Nasza Loteria SR - pasek na kartach artykułów

Do trzech razy sztuka, ale nie dla Polpharmy Starogard Gdański. Śląsk Wrocław nie pozostawił złudzeń

Ewa Macholla
Sławek Pietrzak
Polpharma przystąpiła do meczu ze Śląskiem Wrocław zmobilizowana i podbudowana poprzednimi zwycięstwami. Niestety, trzeciego z kolei nie udało się odnieść.

Początek meczu ze Śląskiem Wrocław zaczął się niemrawo, a pierwsze punkty drużyny zdobywały z linii rzutów osobistych. Często faulowany przez rywali był Cezary Trybański. To spotkanie pokazało, że zatrudnienie Courtneya Eldridga było dobrym ruchem ze strony klubu. Amerykanin trafiał z dystansu, podawał kolegom, a także wyjątkowo łatwo zabierał piłkę przeciwnikom. Pod koszem nie do zatrzymania był Nikola Jeftić. W grze Polpharmy widać było zmianę w obronie, poprawiła się też skuteczność. Efektem była kilkupunktowa przewaga gospodarzy.

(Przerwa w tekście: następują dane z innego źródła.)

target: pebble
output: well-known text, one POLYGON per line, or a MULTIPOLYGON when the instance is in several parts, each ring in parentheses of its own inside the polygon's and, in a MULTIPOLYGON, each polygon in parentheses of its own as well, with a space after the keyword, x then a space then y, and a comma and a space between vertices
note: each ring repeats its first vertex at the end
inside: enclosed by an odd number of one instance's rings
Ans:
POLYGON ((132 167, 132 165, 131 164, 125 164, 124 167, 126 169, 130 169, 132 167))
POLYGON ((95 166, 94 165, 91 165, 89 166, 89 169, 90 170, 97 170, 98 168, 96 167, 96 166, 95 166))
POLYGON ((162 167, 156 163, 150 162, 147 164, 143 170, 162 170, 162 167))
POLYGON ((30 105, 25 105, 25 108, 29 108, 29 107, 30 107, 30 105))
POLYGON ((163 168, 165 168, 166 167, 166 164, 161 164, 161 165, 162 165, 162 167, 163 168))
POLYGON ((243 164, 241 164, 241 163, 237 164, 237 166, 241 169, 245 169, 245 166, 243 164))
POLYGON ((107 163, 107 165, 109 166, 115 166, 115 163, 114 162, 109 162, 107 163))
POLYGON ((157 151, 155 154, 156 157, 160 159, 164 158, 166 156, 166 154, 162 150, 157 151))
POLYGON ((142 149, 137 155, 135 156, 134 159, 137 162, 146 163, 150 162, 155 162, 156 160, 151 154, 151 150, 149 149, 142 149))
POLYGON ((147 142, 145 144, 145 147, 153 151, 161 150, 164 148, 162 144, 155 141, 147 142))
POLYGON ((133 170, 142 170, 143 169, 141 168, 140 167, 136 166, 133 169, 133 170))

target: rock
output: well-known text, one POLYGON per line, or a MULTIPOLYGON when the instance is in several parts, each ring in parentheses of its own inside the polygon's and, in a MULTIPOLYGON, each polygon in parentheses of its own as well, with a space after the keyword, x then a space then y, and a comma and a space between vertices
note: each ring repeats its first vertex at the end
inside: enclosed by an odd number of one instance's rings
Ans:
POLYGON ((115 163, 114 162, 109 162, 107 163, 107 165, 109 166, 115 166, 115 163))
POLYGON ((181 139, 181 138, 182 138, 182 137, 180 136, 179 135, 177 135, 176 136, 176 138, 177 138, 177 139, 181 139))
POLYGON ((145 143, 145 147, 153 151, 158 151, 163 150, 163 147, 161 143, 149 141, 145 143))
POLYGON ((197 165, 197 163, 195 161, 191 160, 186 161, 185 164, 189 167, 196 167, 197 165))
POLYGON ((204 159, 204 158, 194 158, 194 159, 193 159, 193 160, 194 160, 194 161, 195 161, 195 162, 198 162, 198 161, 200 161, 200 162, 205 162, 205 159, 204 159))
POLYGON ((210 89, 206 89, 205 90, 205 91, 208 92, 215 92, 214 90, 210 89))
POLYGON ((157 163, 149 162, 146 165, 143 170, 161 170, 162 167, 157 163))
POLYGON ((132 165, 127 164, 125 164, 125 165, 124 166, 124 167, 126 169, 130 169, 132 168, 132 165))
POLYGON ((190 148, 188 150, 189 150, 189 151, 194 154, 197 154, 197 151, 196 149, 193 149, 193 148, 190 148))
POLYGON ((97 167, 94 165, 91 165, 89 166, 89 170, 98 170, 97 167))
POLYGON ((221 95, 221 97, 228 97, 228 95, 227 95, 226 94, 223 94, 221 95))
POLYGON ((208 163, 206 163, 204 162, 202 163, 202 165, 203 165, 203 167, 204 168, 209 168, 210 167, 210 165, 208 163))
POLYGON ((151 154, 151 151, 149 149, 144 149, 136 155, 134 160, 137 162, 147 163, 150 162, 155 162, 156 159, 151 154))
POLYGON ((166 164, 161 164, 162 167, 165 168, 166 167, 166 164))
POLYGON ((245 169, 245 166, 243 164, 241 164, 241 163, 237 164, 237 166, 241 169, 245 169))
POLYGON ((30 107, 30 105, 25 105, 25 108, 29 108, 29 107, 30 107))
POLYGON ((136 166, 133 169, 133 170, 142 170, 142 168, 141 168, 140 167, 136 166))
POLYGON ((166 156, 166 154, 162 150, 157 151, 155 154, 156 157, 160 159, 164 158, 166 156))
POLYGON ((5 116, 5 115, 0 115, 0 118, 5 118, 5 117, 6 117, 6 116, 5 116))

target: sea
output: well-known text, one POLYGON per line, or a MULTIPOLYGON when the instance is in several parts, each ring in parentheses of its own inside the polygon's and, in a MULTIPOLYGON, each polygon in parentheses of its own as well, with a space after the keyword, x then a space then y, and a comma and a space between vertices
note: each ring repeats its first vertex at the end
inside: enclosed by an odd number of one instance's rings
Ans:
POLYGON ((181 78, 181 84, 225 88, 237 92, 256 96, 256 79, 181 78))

Ale tak dobrze było tylko przez kwadrans. W połowie drugiej kwarty jednak to gracze Jerzego Chudeusza wyszli na prowadzenie. W zespole gospodarzy przypomniał o sobie Kevin Johnson, który trafił z dystansu, ale na odpowiedź Śląska nie trzeba było długo czekać. Autorem trafień zza linii 6,75 m był Danny Gibson. Spod kosza nieźle sobie radził Jakub Parzeński. W rezultacie do szatni Śląsk udał się z 11-punktową przewagą.

Po przerwie goście nadal realizowali założenia taktyczne trenera, ale starogardzianie zaczęli budzić się z letargu. Ogromna w tym zasługa Michaela Hicksa, który seryjnie zaczął trafiać z dystansu. Niestety, Polpharma miała wielki kłopot ze zbiórkami, więc nieco to pomniejszało pracę Amerykanina w ataku. Dodatkowo gracze Tomasza Jankowskiego zostali ukarani dwoma przewinieniami technicznymi.

Ostatnia kwarta to nerwowa pogoń Polpharmy za Śląskiem. Niestety, gospodarzom zwyczajnie zabrakło czasu i w rezultacie nie byli w stanie odrobić strat. Starogardzianie nadal są na ostatnim miejscu w tabeli.

Przed tym meczem zmienił się kapitan Polpharmy. Bartosza Sarzałę, który nie zagrał w tym spotkaniu, zastąpił Grzegorz Kukiełka.

Polpharma Starogard - Śląsk Wrocław 69:81 (22:19, 15:29, 18:13, 12:18)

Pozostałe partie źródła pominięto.